Hmm, okay, so the long person has to accept a coin at their choice of long price to exercies the contract.

Presumably meanwhile the short person has to provide a coin at their coince of short price in order to exercise the contract?

So if Bob, who took the short side, claims his oracle's price is $1, while Alice, who took long, claims her oracle's price is $10... What then?

If Bob is correct that short is the way it went, he has to send Alice a bitcoin for $1.

If Alice is correct that long is the way it went, she has to pay Bob $10 for a bitcoin.

So what is the net effect? Are they both right, so Bob sends a bitcoin and Alice sends him $9 change?

Or are they both right, so Bob sends one bitcoin for $1 and a second bitcoin for $10 and receives $11 from Alice for the pair of them?

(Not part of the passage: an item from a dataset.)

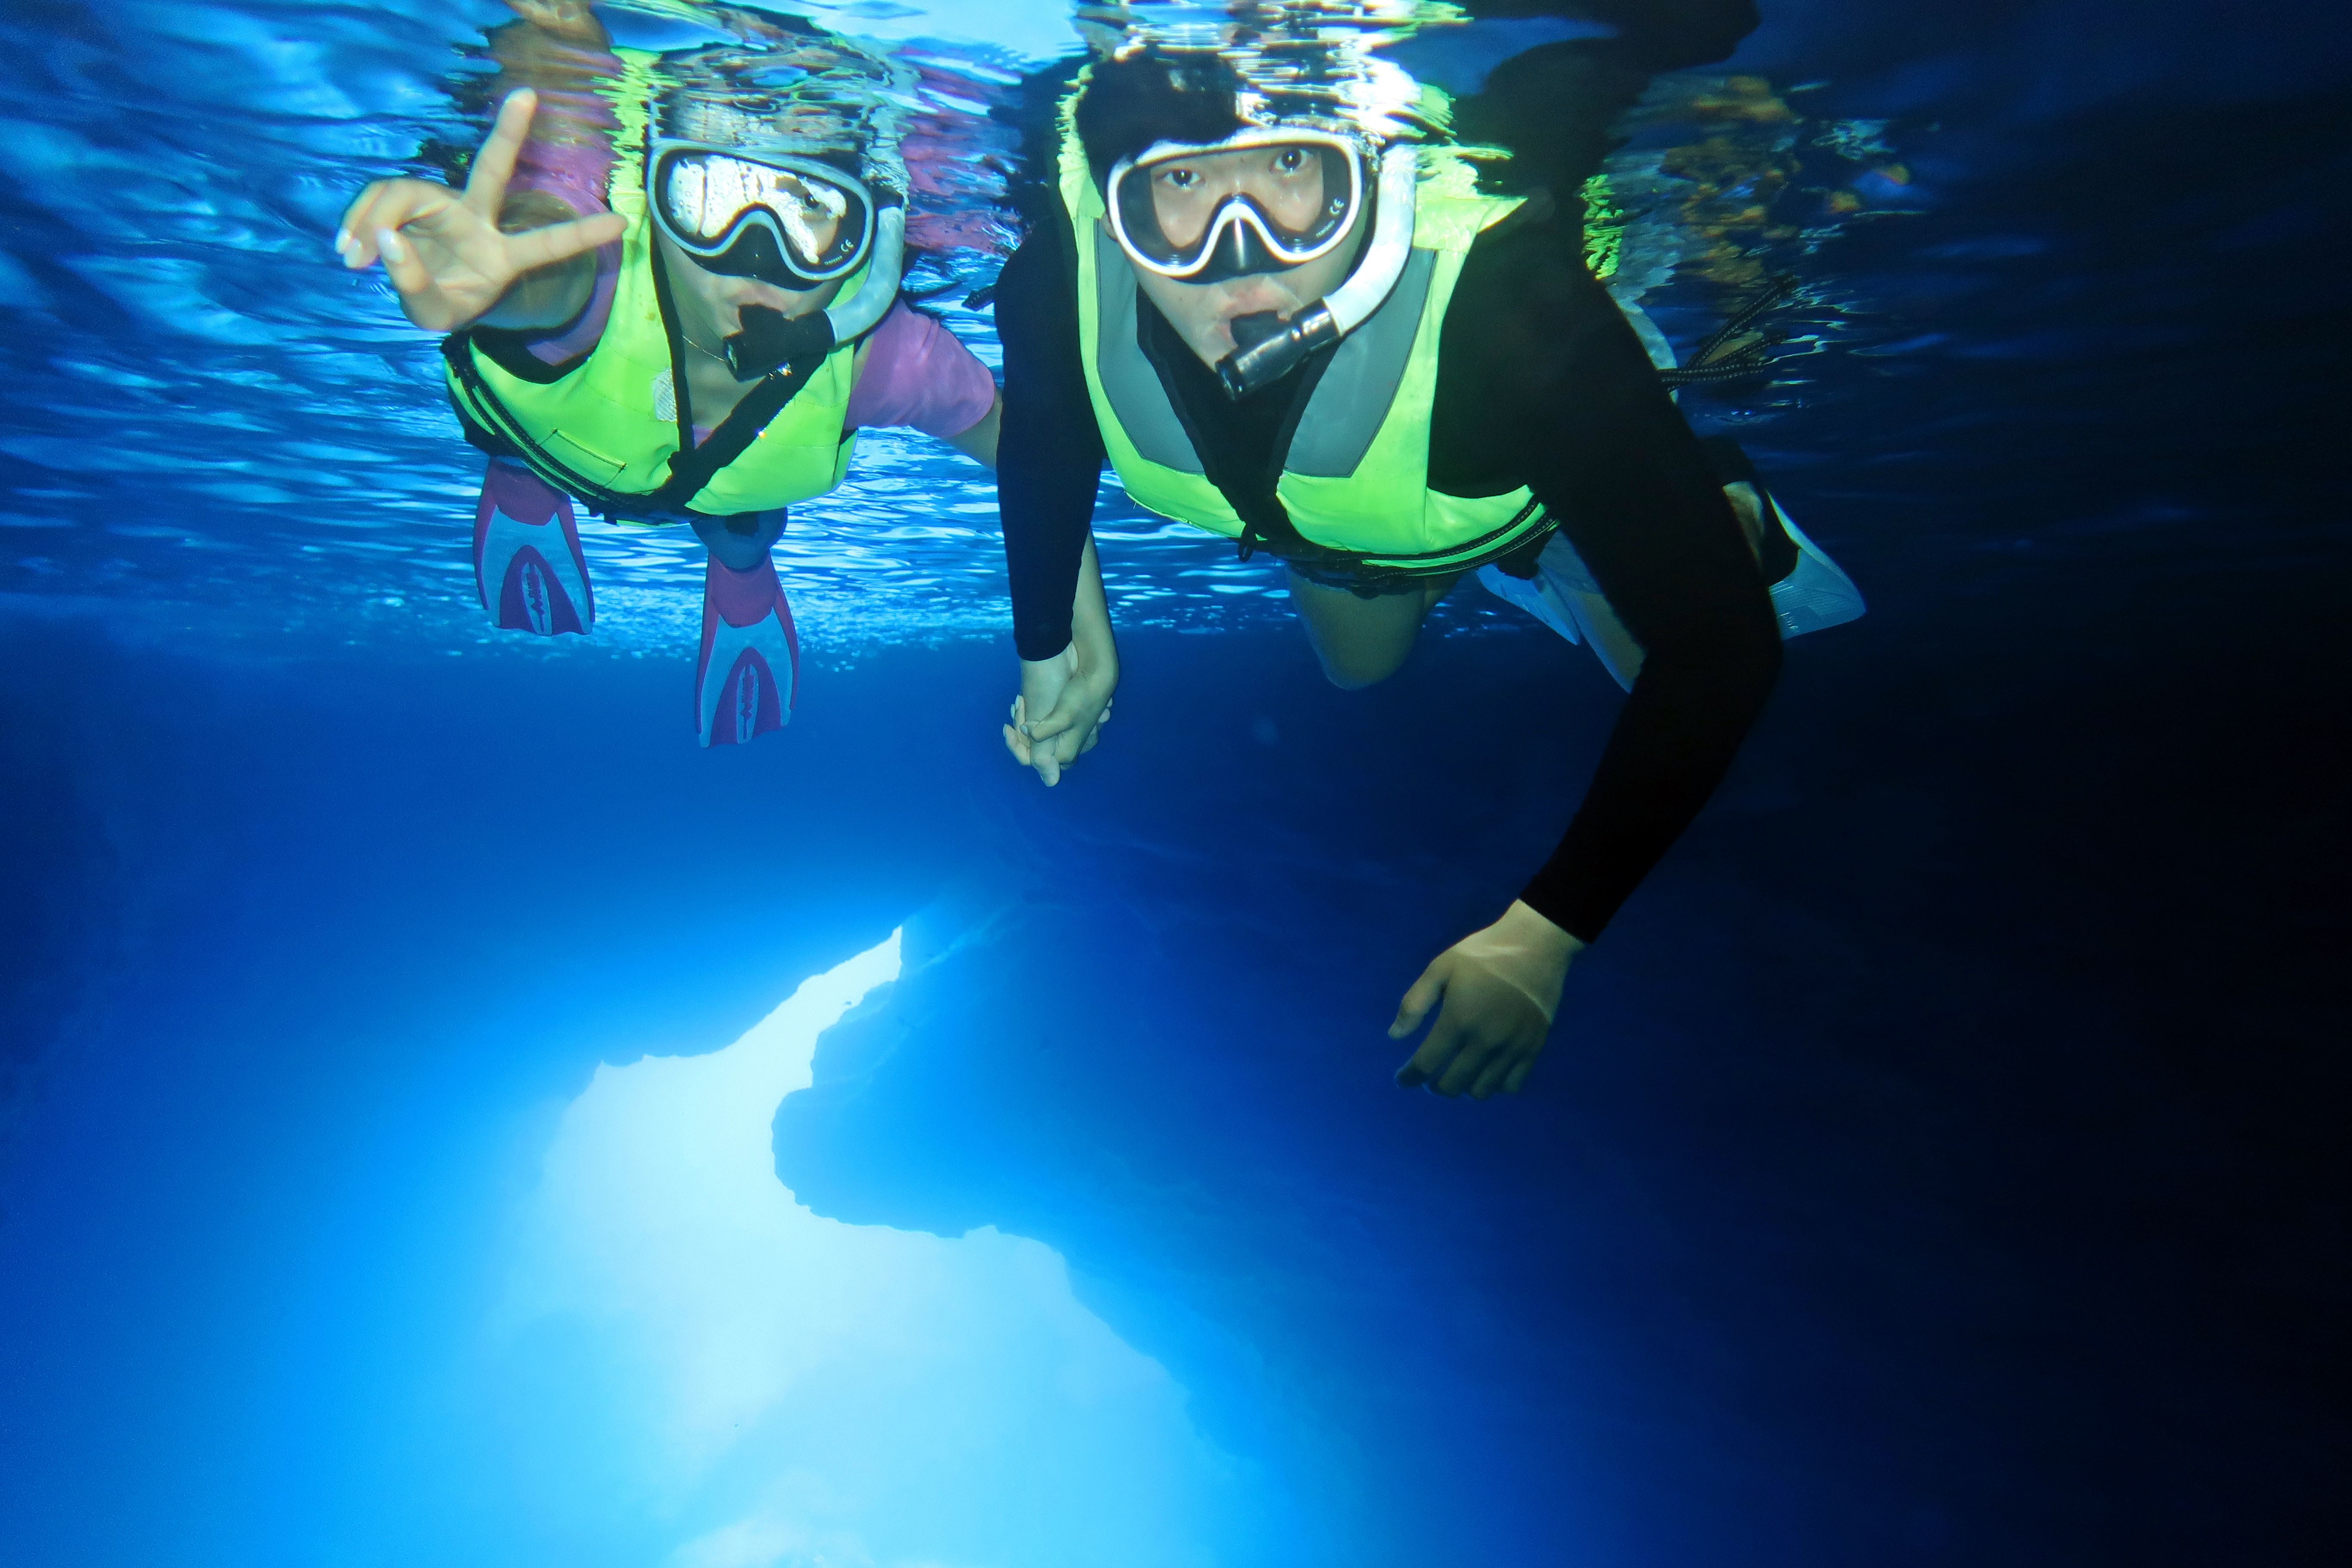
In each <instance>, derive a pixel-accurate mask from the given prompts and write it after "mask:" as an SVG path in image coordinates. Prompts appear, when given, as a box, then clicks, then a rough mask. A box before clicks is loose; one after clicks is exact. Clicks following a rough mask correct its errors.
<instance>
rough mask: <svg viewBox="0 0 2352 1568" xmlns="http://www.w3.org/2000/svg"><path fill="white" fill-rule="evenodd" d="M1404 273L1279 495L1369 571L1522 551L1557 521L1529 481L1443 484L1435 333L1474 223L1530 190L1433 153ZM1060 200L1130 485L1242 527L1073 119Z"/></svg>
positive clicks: (1120, 472) (1478, 234)
mask: <svg viewBox="0 0 2352 1568" xmlns="http://www.w3.org/2000/svg"><path fill="white" fill-rule="evenodd" d="M1421 158H1423V165H1421V183H1418V186H1416V200H1414V249H1411V259H1409V261H1406V268H1404V275H1402V277H1399V280H1397V287H1395V289H1392V292H1390V296H1388V301H1383V303H1381V308H1378V310H1374V313H1371V315H1369V317H1367V320H1364V322H1362V324H1359V327H1357V329H1355V331H1350V334H1348V336H1345V339H1341V343H1338V348H1334V350H1331V362H1329V364H1327V367H1324V374H1322V378H1319V381H1317V383H1315V388H1312V393H1310V395H1308V404H1305V409H1301V414H1298V425H1296V433H1294V435H1291V444H1289V449H1287V451H1284V454H1282V475H1279V477H1277V482H1275V496H1277V498H1279V501H1282V505H1284V510H1287V512H1289V520H1291V527H1294V529H1298V534H1301V536H1303V538H1305V541H1308V543H1310V545H1317V548H1319V550H1324V552H1327V555H1324V557H1322V559H1324V562H1329V564H1345V567H1355V569H1359V571H1367V574H1369V576H1439V574H1451V571H1465V569H1470V567H1477V564H1482V562H1489V559H1496V557H1501V555H1508V552H1512V550H1515V548H1519V545H1522V543H1526V541H1531V538H1536V536H1538V534H1543V531H1545V529H1550V527H1552V520H1550V517H1548V515H1545V512H1543V508H1541V505H1538V503H1536V498H1534V494H1531V491H1529V489H1526V487H1519V489H1515V491H1510V494H1503V496H1446V494H1439V491H1435V489H1430V409H1432V404H1435V400H1437V339H1439V329H1442V327H1444V320H1446V303H1449V301H1451V299H1454V282H1456V280H1458V277H1461V268H1463V259H1465V256H1468V254H1470V244H1472V242H1475V240H1477V235H1479V233H1482V230H1486V228H1491V226H1494V223H1501V221H1503V219H1505V216H1508V214H1510V212H1512V209H1515V207H1517V205H1519V202H1517V200H1515V197H1482V195H1477V190H1475V179H1472V174H1470V167H1468V165H1465V162H1463V160H1458V158H1451V155H1444V153H1439V155H1430V150H1423V155H1421ZM1061 200H1063V207H1065V209H1068V214H1070V226H1073V230H1075V235H1077V336H1080V353H1082V357H1084V369H1087V395H1089V397H1091V402H1094V418H1096V423H1098V425H1101V430H1103V447H1105V449H1108V451H1110V465H1112V468H1115V470H1117V475H1120V484H1124V487H1127V494H1129V496H1131V498H1134V501H1136V503H1138V505H1143V508H1150V510H1152V512H1160V515H1162V517H1174V520H1178V522H1190V524H1192V527H1197V529H1207V531H1211V534H1223V536H1225V538H1240V536H1244V522H1242V515H1240V512H1235V508H1232V503H1230V501H1228V498H1225V494H1223V491H1221V489H1218V487H1216V484H1214V482H1211V480H1209V475H1207V468H1204V465H1202V461H1200V454H1197V451H1195V447H1192V440H1190V435H1188V433H1185V428H1183V421H1181V418H1178V414H1176V407H1174V402H1171V400H1169V393H1167V388H1164V386H1162V381H1160V371H1157V367H1152V362H1150V360H1148V357H1145V353H1143V346H1141V339H1138V296H1141V289H1138V284H1136V270H1134V266H1131V263H1129V261H1127V252H1122V249H1120V244H1117V240H1112V237H1110V228H1108V223H1103V193H1101V190H1098V188H1096V183H1094V174H1091V172H1089V167H1087V153H1084V148H1082V146H1080V141H1077V134H1075V127H1073V125H1070V122H1068V118H1065V122H1063V139H1061Z"/></svg>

Oh wait, the $5 comes into it somewhere too presumably...
That won't work. If it's a no-oracle CFD (aka futures contract Wink), then they have to agree on the exercise price. Who is on which end of the trade would be specified in the contract. Possibilities include...
- CFD can be exercised at will; exerciser is forced to make the trade (forced to buy if they are long or sell if they are short)
- CFD is exercised at set date; the long person (or the short person, as specified in contract) is forced to make the trade

In both possibilities, the person forced to make the trade names the price.

Quote
EDIT: By the way, for my purposes fees to the platform/exchange are irrelevant, so only worry about whether Bob or Alice require a fee one from the other. Both are paying per API call for each and every thing they have the platform do for them, including telling them about each other's offers.
I think the most elegant way is to not specify any fees in the contract. If I can buy bitcoins for $1 each at an exchange which charges 1200% commission, is that really worth concluding a short CFD over?